Refactor matrix operation interfaces (eigen-decompisition, matrix-matrix multiplication) #442

vtripath65 · 2026-01-12T20:51:01Z

CUDA_DIAG function was being called to perform symmetric orthogonalization and diagonalization. The function handled both fock matrix and overlap matrix. In case of overlap matrix diagonalization, an identity matrix is used as transformation matrix as overlap matrix should not be orthogonalized.

This PR fixes the issue by splitting CUDA_DIAG into CUDA_DIAG and Fock_DIAG, where CUDA_DIAG is called only for diagonalization of matrices and Fock_DIAG is called if matrix needs to be orthogonalized and then diagonalized. Fock_DIAG calls CUDA_DIAG for diagonalization.

This PR also prepares us for a shift to canonical orthogonalization for handling near-linear dependency in AOs.

agoetz

Some things to check. And improvements to be made.

agoetz · 2026-01-16T00:31:42Z

src/modules/quick_scf_module.f90

-                quick_qm_struct%E, quick_qm_struct%idegen, &
-                quick_qm_struct%vec, quick_qm_struct%co, &
-                V2, nbasis)
+          call fock_diag(quick_qm_struct%o, quick_qm_struct%x, &


I think we should remove code duplication between HIP and CUDA here. We should either

have a function GPU_FOCK_DIAG which is defined as CUDA_FOCK_DIAG or HIP_FOCK_DIAG (similar to GPU_DGEMM)

or

use GPU_DGEMM (twice) and have a new function GPU_DIAG which is defined as cudaDIAG, rocDIAG, or magmaDIAG

We should have GPU_DIAG in any case. Option 1) from above would also simplify the code here.

MatDiag.f90 in subs directory is now called for diagonalization using both CPU and GPU.

This simplifies the code significantly.

agoetz · 2026-01-16T00:33:04Z

src/modules/quick_overlap_module.f90

@@ -243,8 +243,7 @@ subroutine fullx
   RECORD_TIME(timer_begin%T1eSD)

 #if defined(CUDA) || defined(CUDA_MPIV)


We should have a function GPU_DIAG similar to GPU_DGEMM

agoetz · 2026-01-16T00:33:32Z

src/gpu/cuda/cusolver/quick_cusolver.c

 {
-    int ka, kb;
+    cudaError_t err1, err2, err3;
    cublasStatus_t stat1, stat2, stat3;


Are we using stat1, stat2, stat3 any more?

No, we are not using the stats.
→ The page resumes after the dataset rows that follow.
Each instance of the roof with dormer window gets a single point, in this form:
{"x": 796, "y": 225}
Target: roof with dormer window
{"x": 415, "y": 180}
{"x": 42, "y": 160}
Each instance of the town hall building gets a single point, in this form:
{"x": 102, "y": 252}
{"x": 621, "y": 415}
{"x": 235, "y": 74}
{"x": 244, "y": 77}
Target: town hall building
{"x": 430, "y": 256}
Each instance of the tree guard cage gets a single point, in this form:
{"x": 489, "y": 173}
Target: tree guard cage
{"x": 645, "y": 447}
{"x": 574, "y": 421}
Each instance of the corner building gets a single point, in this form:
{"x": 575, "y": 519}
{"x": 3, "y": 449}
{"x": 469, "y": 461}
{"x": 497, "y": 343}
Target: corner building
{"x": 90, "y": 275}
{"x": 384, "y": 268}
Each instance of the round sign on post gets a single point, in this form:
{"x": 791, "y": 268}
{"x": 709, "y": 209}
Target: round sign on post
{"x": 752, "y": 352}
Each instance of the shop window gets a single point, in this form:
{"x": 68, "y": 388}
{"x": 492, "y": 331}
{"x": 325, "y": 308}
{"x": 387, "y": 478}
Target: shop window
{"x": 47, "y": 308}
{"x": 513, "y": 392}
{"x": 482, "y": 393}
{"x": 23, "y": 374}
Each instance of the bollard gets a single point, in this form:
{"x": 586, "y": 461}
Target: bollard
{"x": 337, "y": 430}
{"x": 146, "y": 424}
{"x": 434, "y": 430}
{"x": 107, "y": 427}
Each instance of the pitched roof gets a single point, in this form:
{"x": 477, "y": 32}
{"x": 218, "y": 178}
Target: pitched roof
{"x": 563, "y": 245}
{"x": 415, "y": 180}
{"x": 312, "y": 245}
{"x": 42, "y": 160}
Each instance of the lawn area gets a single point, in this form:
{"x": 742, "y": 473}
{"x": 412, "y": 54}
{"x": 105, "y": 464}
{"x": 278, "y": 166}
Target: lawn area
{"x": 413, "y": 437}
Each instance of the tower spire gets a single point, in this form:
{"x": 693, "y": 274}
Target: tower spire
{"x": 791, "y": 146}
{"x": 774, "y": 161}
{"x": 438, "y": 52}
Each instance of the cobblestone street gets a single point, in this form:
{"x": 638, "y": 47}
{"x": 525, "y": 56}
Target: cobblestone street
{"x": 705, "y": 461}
Just checking the errors.

The fock_diag function does not exist anymore.

agoetz · 2026-01-16T00:34:40Z

src/gpu/cuda/cusolver/quick_cusolver.c

-    stat1=cublasSetMatrix(dim,dim,sizeof(devPtr_o[0]),o,dim,devPtr_o,dim);
-    stat2=cublasSetMatrix(dim,dim,sizeof(devPtr_x[0]),x,dim,devPtr_x,dim);
-    stat3=cublasSetMatrix(dim,dim,sizeof(devPtr_hold[0]),hold,dim,devPtr_hold,dim);
+    err1 = cudaMemcpy(devPtr_o, o, sizeof(double)*dim*dim, cudaMemcpyHostToDevice);


When replacing cublasSetMatrix with cudaMemcpy does this guarantee the same row/column order mapping (Fortran vs C)? I am not sure.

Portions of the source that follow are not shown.